È UN SUD SLAVATO, una Puglia immersa nella sua luce meridiana, nella sua antifona fatta di terra e mito, sulle cui vie scompaiono quasi del tutto i movimenti di macchina in favore del taglio laminato, crudo della scena, che del resto apre vuoti, brevi vuoti di memoria nell’economia del film, come dei salti rispetto alla continuità spazio-temporale della narrazione. Se il film è un atto di estrema orgogliosa fedeltà ai padri, alle proprie origini rurali, operaie (il nonno spaccapietre), lo è anche dal punto di vista delle forme in questione: soprattutto nella prima parte persiste un che di neorealistico, qualcosa (una frontalità, un’angolazione) che ricorda Bruno Ricci (Ladri di biciclette) colto in flagrante dalla macchina da presa, nella sua luce stupefacente, fortuita, qualcosa che riguarda la carnagione luminosa del bambino, il suo sguardo trepido ora trasposto in quello di Antò (Samuele Carrino).
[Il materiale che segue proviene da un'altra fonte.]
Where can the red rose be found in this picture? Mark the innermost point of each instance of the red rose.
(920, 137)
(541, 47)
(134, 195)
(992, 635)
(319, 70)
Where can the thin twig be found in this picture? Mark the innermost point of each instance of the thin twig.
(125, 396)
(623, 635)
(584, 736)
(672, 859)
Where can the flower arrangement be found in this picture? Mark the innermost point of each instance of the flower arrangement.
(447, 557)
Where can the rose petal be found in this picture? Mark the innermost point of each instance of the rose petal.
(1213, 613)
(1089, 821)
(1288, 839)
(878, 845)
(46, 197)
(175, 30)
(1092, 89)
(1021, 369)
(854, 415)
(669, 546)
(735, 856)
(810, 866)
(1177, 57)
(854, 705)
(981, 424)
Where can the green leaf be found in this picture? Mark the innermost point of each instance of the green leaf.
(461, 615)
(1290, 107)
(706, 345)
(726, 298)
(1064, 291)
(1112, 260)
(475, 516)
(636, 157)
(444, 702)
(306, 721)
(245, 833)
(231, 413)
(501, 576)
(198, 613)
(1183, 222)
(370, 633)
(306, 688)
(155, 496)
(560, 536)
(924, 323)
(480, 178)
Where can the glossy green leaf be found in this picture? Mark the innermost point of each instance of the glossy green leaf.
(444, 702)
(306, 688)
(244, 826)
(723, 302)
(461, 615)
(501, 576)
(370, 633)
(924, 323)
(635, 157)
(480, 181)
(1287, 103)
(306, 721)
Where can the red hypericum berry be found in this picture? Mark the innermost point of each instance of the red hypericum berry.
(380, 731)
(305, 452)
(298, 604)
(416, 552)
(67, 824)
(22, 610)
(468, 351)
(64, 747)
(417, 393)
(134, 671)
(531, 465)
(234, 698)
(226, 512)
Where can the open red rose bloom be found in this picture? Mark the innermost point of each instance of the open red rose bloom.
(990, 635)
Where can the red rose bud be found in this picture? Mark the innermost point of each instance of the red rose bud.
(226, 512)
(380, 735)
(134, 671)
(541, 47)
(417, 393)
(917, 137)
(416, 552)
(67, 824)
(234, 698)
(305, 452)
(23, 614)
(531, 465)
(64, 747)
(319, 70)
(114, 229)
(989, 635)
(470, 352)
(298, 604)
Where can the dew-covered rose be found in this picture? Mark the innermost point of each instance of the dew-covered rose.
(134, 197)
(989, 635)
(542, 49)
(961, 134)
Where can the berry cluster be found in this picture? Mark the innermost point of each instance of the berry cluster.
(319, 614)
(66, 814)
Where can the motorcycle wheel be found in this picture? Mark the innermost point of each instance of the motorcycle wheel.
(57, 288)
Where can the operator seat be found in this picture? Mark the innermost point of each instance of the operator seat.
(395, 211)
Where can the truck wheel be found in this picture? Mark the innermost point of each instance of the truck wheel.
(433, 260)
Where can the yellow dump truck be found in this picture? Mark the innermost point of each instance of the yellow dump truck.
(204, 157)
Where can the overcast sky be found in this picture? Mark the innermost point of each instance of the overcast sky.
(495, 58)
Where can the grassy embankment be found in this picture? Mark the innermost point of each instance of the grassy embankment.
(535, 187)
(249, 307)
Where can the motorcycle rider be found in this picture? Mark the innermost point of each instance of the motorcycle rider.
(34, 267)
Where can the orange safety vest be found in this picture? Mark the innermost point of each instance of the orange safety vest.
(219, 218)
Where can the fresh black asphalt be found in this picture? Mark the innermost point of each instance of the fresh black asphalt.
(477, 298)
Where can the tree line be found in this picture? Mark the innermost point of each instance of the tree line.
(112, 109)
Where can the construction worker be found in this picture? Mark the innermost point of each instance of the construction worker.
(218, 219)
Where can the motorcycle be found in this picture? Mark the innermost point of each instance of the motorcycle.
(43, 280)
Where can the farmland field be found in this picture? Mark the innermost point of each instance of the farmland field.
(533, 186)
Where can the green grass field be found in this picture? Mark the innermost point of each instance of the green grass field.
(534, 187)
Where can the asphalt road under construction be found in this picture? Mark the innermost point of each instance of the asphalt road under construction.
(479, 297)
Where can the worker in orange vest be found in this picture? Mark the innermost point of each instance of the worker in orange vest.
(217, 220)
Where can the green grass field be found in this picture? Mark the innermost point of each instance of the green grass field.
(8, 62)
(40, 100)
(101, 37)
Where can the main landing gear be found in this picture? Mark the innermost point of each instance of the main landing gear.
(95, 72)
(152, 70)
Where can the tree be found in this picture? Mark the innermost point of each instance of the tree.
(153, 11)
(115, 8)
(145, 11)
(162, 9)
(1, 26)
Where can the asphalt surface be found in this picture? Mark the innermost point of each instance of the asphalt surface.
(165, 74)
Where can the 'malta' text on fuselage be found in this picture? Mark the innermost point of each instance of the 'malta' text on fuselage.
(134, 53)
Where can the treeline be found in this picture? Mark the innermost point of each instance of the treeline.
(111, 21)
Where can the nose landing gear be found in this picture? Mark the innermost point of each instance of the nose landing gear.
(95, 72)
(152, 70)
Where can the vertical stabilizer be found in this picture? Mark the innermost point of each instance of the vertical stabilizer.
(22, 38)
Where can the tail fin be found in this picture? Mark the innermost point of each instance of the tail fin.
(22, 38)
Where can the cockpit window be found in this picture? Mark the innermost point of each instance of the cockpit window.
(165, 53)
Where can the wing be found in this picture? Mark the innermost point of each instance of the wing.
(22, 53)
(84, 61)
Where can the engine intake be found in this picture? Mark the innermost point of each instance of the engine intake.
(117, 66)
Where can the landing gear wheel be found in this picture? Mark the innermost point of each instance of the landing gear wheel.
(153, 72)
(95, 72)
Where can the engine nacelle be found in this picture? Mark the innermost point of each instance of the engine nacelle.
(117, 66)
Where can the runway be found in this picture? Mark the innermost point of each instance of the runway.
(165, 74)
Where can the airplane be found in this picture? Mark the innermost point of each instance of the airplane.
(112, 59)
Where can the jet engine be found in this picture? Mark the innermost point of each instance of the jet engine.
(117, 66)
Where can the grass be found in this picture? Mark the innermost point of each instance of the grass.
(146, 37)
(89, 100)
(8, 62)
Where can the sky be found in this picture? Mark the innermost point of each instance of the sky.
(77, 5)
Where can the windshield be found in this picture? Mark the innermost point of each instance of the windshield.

Dal punto di vista ideologico mi viene in mente Leogrande che se non uno di quei padri rappresenta sicuramente un fratello, e risalendo a ritroso, trascurando la miriade di padri intermedi (forse anche l’Amelio più cupo di Così ridevano) e arrivando agli archetipi, penso al Visconti della Terra trema e ancora più indietro fino al rude realismo verghiano, alla temperie della vita nei campi, ai Mazzarò, la roba, quella così crepitante in banconote tra le mani insanguinate del caporale. Ecco l’elemento fondamentale di una messa in scena certo non priva di qualche incaglio, anche di uno spaesamento se si vuole (quello di registi piemontesi immersi nella Puglia degli avi), di uno smarrimento ma inteso come condizione di una libertà creativa che a un tratto vira, accelera verso il noir e conferma il mito.

È IL SANGUE, quello di un immigrato morto in un incendio, di un cane, poi di un cinghiale svuotato di frattaglie da Rosa, costretta poi a una liturgia di sottomissione sessuale istigata proprio dall’odore nauseante di quel sangue. La stessa coreografia mortifera e pornografica (come le pose dei corpi coartati nei film di Salieri) imposta dal padrone (un Signorile magnificamente laido a fianco del resto all’ennesima intensa interpretazione di Salvatore Esposito) che si ripeterà nello straordinario finale all’insegna di nude martellate su crani e zigomi, prima del sogno disperato, della corsa di liberazione di Antò che può ritrovare sua madre come in un vento notturno, notte dei tempi, e nella concreta fugacità dell’immaginazione, del cinema.